I actually discovered this just the other day. The OP is right - Windows automatically compresses your wallpapers when you set them. At least it does when you use custom wallpapers - I'm not entirely sure how Microsoft does it for the default ones. It stores the compressed file in C:\Users\[username]\AppData\Roaming\Microsoft\Windows\Themes - you'll notice that "Transcoded wallpaper" is significantly smaller than whatever the actual image is.

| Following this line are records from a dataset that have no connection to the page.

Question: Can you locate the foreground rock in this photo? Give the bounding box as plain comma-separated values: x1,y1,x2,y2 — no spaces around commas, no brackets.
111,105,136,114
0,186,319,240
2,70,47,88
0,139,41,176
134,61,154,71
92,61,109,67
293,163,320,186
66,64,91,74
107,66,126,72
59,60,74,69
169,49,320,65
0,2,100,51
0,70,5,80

Through some trial and error I've found a way around it though. Assuming your wallpaper is a .jpg, you first have to convert it to a .png (I use the Gimp or probably even Paint works). If it's a jpeg then Windows will always
compress it. How you need to set the background so that it's lossless seems to depend on your OS:
For Windows 8: Once it's a png you can just use File Explorer and right click -> set as desktop background. You can also use the Personalization menu from the desktop.
For Windows 7: The only way I could get it to not compress was to open the png in Firefox and right click -> set as desktop background. This works in 7 but creates artifacts in 8 - it's weird. I primarily use 8 so I haven't tested 7 as much.

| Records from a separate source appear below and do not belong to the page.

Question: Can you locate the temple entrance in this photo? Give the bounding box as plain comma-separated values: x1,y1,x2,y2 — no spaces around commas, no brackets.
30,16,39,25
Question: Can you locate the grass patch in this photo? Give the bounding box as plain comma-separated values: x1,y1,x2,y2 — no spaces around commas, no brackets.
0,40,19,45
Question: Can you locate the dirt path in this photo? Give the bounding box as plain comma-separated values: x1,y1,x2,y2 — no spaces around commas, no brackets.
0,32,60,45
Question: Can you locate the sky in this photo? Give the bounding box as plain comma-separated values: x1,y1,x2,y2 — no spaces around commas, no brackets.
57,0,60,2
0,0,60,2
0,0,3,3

The jpeg artifacts are particularly noticeable with vector art. I use this image is a test: http://fwallpapers.c...-background.png
You can see it for yourself - save it and set it via Windows Photo viewer - you'll notice the orangish curve in the middle has noticeable jpeg artifacting (even though the source is a png). Then try setting it via File Explorer (assuming Windows 8) - it's completely lossless. The artifacts usually aren't that noticeable - especially with nature photos and stuff; I'm just pedantic about my desktop backgrounds.
Edit: Huh, I thought using File Explorer caused compression for PNGs in Win8, but apparently it doesn't. I think it still does in Windows 7 though. The important part is converting it to PNG. Then just play around with different methods of setting it until the artifacts disappear.